In first person shooter computer games, bunnyhopping is a technique directly derived from strafe jumping, which allowed for movement that is much faster than normally possible. The impact of the ability to attain increased speed within the game is naturally very significant .

In essence, bunnyhopping involves performing a series of continuous strafe jumping (I recommend you read the strafe jumping node). It gains its distinction from strafe jumping because it is mostly used to travel long distances faster than normal, not to jump across large bridges. However, as the maximum bunnyhopping speed is usually faster than the maximum strafe jumping speed (bunnyhopping is made up of a sequence of strafe jumps, after all), it is still used to make larger jumps that are even inaccessible by a single strafe jump in what is a jumping form of a run-up.

It exists in most forms of first person shooter games, Quake included, but to a much lesser extent. In QuakeWorld, it was a massively exploited feature as players could not only accelerate very rapidly to extremely high velocities, but also control the direction (due to the air control in Quake). In Quake 2 it was still possible to reach high speeds, but not so rapidly, and in Quake 3, the maximum speed was greatly diminished.

In the Quake series of games, this is the method by which you can go a little bit faster than someone who simply runs straight in one direction. This originated in the QuakeWorld modification to Quake (1). You could run in one direction and continually jump to give yourself a little more velocity. In Quake 3: Arena, you need to run diagonally (hold forward and one of the direction keys) and continually jump. This can give you a great advantage when you are running away from a newbie with the bfg, or when you are trying to come at a player from a unexpected direction.

Not as effective as continual directed rocket jumps, but quite a bit more sane if you are playing with self-damage turned on.

A very frequent occurrence when you are learning to drive a manual car. It happens when you take the clutch out too early and too quickly, that is, when you drop the clutch. If you haven't got enough revs then the car will stall, if you have too many, then the bunny hopping begins!

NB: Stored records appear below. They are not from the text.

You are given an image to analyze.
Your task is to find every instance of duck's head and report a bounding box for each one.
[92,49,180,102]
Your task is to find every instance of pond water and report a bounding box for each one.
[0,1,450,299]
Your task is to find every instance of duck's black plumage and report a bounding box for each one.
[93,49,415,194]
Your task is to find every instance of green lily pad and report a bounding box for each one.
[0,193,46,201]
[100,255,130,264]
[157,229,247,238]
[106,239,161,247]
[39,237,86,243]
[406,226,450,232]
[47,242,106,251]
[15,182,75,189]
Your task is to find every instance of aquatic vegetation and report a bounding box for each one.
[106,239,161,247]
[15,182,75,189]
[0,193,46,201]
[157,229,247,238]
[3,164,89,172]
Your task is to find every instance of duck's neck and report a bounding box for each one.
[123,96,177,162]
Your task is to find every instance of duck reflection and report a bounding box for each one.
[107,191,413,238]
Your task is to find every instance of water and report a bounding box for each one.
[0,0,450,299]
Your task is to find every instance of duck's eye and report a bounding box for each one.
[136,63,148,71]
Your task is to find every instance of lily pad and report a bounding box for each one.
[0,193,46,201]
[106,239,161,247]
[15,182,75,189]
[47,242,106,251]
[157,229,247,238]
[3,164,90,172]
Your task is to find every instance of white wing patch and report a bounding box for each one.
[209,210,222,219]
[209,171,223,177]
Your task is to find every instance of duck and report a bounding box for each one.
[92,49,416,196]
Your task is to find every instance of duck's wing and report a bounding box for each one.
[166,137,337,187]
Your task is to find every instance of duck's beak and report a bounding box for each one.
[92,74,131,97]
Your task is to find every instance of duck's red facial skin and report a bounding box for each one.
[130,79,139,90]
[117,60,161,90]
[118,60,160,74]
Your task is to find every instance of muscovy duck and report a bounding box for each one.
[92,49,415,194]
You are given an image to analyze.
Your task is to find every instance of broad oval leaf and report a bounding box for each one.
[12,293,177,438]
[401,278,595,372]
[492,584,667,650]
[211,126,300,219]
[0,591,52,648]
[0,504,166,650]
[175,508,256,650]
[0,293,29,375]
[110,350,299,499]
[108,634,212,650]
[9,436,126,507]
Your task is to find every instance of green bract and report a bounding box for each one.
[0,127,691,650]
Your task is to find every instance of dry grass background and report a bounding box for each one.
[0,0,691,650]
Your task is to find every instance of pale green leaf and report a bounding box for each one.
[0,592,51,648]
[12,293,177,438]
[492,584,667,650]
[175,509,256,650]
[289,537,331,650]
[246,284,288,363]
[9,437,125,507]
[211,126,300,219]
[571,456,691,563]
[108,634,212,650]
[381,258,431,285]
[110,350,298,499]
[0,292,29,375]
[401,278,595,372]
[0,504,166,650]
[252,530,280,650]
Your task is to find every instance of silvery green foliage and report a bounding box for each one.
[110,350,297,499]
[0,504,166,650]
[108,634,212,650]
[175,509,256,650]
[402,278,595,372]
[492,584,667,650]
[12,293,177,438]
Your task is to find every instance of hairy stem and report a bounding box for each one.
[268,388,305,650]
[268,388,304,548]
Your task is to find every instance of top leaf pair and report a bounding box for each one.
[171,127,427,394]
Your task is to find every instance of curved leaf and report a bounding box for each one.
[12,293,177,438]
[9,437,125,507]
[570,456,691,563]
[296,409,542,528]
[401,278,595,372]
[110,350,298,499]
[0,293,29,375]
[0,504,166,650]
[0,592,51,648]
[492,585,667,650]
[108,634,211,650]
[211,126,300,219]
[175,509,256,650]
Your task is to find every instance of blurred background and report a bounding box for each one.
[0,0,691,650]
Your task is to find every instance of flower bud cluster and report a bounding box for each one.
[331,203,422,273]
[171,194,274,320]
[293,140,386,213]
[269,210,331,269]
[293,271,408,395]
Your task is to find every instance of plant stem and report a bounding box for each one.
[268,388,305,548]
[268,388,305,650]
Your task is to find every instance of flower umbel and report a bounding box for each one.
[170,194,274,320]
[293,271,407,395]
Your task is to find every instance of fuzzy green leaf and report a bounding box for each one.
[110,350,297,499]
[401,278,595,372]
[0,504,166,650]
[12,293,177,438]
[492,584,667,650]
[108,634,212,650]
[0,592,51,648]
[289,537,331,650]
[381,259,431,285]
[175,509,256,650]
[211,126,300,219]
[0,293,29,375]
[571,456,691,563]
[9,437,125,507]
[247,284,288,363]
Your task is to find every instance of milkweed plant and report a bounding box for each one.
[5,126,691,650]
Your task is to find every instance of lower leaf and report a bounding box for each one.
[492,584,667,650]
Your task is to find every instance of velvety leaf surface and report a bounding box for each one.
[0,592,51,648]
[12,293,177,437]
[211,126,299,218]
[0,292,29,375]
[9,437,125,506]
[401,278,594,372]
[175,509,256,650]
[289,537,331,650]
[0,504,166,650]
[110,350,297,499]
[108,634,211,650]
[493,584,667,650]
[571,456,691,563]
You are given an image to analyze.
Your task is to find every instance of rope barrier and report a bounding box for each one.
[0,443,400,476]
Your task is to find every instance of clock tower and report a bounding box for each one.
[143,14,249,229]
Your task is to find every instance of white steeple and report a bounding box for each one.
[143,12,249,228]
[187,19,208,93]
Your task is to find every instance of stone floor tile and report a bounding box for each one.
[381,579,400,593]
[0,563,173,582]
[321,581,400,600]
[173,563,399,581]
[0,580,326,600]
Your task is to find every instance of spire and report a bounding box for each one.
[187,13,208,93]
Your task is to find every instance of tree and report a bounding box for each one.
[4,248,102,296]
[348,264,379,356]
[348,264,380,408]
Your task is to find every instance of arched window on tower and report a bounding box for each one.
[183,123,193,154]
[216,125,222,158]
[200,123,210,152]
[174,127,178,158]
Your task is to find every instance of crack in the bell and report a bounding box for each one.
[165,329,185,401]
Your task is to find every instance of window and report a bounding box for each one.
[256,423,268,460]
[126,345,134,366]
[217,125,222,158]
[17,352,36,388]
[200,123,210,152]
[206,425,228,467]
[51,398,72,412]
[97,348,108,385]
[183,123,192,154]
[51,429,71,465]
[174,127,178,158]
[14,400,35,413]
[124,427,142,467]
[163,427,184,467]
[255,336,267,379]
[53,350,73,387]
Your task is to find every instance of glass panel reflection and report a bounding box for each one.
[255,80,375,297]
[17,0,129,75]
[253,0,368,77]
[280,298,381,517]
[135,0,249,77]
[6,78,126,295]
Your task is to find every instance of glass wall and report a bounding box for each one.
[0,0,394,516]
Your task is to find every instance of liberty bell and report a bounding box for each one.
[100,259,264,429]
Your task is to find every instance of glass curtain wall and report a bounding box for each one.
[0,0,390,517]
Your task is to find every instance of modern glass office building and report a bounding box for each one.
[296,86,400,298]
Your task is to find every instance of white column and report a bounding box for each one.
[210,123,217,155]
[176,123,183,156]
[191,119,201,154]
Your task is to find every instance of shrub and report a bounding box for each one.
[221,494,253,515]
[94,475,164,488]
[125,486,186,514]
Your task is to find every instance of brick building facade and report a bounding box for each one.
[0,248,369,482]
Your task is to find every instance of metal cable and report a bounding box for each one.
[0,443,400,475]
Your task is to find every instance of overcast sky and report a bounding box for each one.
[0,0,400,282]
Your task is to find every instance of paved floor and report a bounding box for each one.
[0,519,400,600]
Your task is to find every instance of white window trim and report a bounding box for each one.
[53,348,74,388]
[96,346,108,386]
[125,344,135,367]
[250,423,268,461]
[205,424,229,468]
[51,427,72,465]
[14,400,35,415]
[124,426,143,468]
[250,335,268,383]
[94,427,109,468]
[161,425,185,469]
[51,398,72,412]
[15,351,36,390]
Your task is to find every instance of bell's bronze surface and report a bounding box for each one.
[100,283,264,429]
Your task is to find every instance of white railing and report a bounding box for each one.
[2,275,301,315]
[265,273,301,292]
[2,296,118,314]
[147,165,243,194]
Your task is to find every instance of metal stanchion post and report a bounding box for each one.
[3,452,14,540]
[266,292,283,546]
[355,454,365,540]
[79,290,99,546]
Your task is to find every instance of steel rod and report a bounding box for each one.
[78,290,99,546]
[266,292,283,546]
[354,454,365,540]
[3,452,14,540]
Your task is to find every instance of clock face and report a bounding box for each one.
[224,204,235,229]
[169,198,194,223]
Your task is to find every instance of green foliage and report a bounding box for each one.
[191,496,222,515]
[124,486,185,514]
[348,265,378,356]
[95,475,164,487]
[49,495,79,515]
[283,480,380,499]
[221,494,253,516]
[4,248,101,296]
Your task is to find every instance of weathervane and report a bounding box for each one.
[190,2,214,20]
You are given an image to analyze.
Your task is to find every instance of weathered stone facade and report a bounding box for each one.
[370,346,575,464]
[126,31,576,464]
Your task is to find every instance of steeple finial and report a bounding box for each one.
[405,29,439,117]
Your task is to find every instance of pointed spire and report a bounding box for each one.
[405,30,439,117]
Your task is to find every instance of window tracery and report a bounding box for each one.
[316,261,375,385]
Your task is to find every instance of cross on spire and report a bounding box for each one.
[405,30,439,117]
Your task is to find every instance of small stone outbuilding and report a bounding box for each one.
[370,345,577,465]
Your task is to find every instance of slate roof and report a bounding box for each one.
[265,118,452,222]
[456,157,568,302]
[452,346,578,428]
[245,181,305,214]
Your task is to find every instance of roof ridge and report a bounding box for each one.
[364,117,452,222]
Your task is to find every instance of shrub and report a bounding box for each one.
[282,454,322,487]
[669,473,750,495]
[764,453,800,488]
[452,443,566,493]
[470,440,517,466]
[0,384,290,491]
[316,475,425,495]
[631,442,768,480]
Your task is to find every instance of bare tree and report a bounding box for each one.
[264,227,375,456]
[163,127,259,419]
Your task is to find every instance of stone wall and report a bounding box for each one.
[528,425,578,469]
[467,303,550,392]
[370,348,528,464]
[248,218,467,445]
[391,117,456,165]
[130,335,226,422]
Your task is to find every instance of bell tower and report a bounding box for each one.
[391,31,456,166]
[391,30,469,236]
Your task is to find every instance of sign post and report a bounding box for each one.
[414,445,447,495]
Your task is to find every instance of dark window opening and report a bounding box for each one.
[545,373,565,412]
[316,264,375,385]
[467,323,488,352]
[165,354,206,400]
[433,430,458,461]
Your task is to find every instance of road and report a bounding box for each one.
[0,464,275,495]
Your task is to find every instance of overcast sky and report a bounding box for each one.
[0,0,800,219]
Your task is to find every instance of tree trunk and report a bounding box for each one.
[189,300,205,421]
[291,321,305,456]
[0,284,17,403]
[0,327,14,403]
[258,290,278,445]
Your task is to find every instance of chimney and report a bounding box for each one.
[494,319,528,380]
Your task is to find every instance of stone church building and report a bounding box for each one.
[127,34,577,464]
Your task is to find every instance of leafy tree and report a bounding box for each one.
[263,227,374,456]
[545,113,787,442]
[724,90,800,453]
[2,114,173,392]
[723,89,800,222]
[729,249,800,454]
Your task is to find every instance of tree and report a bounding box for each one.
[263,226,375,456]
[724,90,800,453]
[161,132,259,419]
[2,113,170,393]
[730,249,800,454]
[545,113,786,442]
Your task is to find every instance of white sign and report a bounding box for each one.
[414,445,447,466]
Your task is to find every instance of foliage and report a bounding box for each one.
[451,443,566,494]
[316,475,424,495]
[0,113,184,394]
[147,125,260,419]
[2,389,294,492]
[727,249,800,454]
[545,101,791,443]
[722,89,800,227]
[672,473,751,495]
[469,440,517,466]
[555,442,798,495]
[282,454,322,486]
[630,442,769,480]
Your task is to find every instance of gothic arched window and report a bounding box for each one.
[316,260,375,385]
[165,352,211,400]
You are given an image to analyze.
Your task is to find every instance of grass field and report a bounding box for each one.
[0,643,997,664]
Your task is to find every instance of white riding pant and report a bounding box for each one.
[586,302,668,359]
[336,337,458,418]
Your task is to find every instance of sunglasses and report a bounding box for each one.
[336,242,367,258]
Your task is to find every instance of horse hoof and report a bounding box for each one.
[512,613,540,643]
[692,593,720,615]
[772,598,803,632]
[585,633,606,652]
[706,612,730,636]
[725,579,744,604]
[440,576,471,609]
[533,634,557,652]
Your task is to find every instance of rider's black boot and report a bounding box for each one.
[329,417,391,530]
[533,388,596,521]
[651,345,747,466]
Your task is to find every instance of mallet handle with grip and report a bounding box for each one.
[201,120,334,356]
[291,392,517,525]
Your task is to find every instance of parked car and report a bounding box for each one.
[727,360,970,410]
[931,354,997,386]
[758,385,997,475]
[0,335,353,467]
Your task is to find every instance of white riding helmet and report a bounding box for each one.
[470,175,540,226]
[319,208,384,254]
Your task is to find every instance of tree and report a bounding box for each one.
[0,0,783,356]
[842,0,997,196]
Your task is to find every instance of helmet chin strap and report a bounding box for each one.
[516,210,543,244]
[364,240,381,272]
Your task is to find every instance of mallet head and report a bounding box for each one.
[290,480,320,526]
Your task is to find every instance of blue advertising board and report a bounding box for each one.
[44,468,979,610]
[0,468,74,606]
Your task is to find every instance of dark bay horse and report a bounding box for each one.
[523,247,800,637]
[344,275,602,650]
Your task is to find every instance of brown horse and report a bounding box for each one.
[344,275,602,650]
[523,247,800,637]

The car starts to go, and then stops suddenly, starts up again, the abruptly stops. Up and down, up and down, forward then stop, forward then stop. In extreme cases the car will begin to literally bounce forward along the road.

This amusing spectacle continues until the driver either stalls the car, or brings the clutch in slowly enough to make a smooth take off. For the driver it is hell, for an instructor it's routine and for everyone watching it is so funny you will piss yourself laughing.

Edit: Thanks to andersa for pointing out that the correct way to avoid this happening is "floor the clutch immediately and then try the start over again."